When you decided to become a nurse, chances are, you did so because you have an innate desire to help those who are struggling or ailing. Regrettably, however, the nursing profession can be a highly dangerous one, and as someone who makes your living caring for others, you face specific job-related hazards that can hurt you or cause you hardship.
According to Jacksonville University, injuries and illnesses have become so common among nurses that in 2015, 12 out of every 100 nurses and residential care facility employees suffered or developed an injury or illness.

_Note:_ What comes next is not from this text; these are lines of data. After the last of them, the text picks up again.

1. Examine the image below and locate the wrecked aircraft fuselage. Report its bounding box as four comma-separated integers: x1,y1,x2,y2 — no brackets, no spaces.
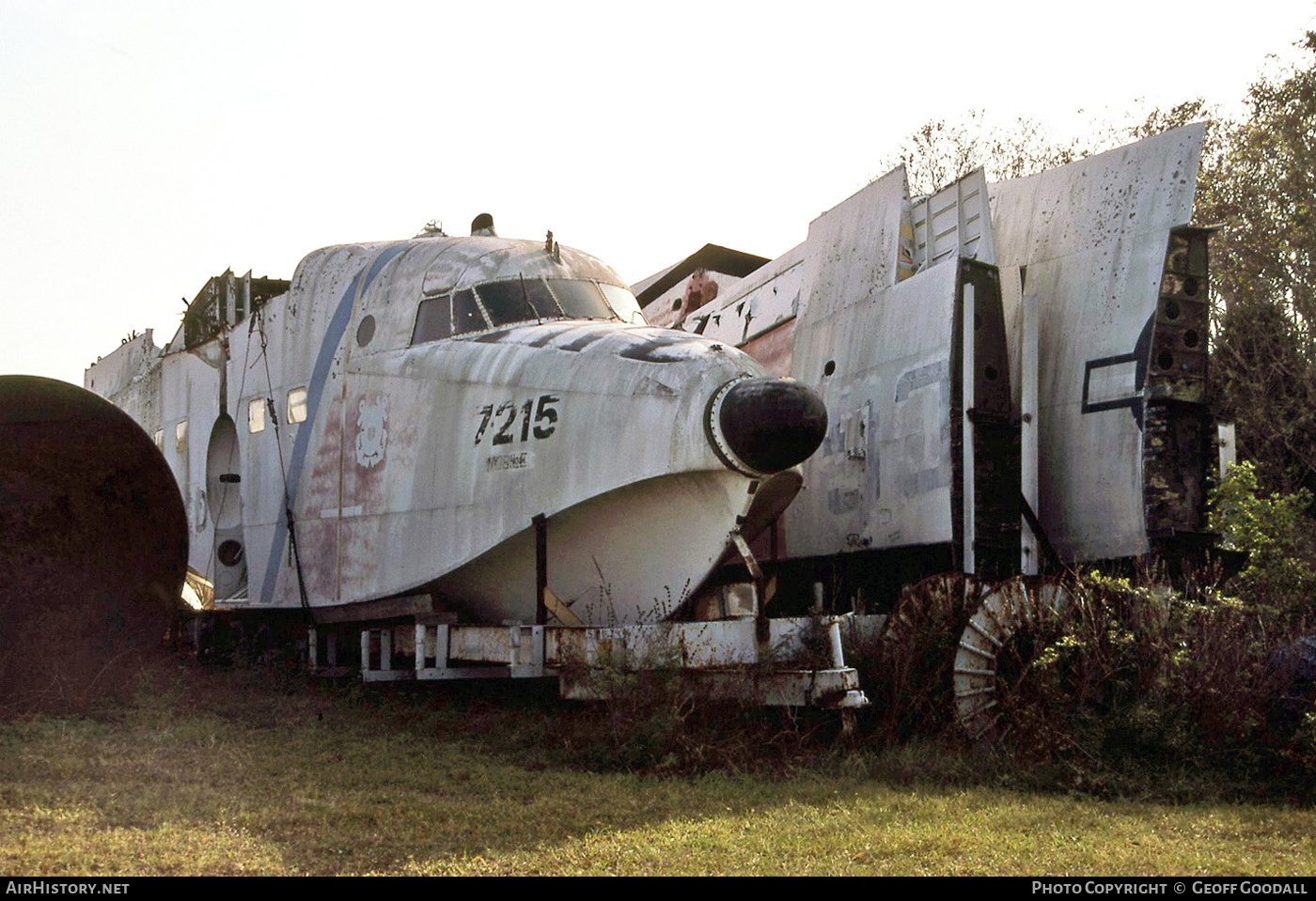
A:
86,236,825,625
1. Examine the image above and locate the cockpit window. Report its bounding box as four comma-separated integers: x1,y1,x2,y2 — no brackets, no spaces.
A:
411,277,638,345
412,295,453,345
599,282,645,322
475,279,562,325
549,279,618,319
453,288,490,334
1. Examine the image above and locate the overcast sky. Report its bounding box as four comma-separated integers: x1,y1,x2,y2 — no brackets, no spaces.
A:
8,0,1316,384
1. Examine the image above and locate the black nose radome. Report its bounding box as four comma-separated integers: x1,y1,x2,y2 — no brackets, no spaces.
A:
708,379,826,474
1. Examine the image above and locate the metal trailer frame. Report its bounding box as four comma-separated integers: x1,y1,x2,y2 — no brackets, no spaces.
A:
316,615,885,710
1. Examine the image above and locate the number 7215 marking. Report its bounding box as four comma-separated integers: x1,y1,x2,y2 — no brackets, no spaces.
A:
475,395,560,446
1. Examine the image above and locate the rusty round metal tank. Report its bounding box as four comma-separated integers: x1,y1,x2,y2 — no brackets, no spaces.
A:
0,375,187,713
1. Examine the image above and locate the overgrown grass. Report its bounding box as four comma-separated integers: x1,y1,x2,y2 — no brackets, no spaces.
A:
0,665,1316,875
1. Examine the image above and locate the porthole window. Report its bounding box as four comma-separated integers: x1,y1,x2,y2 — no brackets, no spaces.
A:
289,388,306,422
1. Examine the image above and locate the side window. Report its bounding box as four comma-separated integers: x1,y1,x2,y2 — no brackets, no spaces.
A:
247,397,264,434
289,388,306,422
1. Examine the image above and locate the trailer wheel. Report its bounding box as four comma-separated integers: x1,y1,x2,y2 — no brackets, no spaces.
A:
874,572,983,739
954,576,1073,742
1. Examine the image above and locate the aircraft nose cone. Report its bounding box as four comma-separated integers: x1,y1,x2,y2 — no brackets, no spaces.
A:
710,379,826,474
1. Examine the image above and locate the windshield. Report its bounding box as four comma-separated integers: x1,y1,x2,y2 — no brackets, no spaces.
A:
411,276,638,345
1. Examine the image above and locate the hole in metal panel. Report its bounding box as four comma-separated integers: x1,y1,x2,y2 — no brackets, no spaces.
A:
214,538,243,567
356,316,375,348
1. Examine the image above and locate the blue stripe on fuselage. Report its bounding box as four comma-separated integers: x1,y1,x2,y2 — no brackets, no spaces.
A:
260,242,411,604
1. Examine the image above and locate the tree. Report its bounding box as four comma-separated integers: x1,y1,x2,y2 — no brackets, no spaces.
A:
1198,32,1316,493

Furthermore, the injury and illness rate is so high among those in this profession that it is now the second-highest in the nation, with only workers who make their living in aquaculture environments facing higher rates of on-the-job injuries and illnesses. Just what types of occupational hazards do today’s nurses face?
Musculoskeletal disorders can take on any number of different forms, and they can also range broadly in terms of severity. Most nursing-related musculoskeletal disorders arise because nurses commonly have the responsibility of moving heavy, immobile patients. Over time, this can lead to sprains, strains and related injuries.
Exposure to dangerous substances
Nurses also run the risk of developing illnesses or ailments due to workplace exposure to dangerous substances. In some cases, those substances may include chemicals in cleaning products used in health care settings, but more commonly, nurses face risks because of exposure to bloodborne pathogens.
Unfortunately, violence is another common cause of injuries among nurses. In some cases, patients can turn violent and lash out at nurses and other facility staff, potentially causing gravely serious injuries. Some home health care workers also experience on-the-job violence while treating patients in their homes.
While these are some of the more common work-related injuries and ailments nurses suffer and develop, please note this is not an exhaustive list of all on-the-job hazards.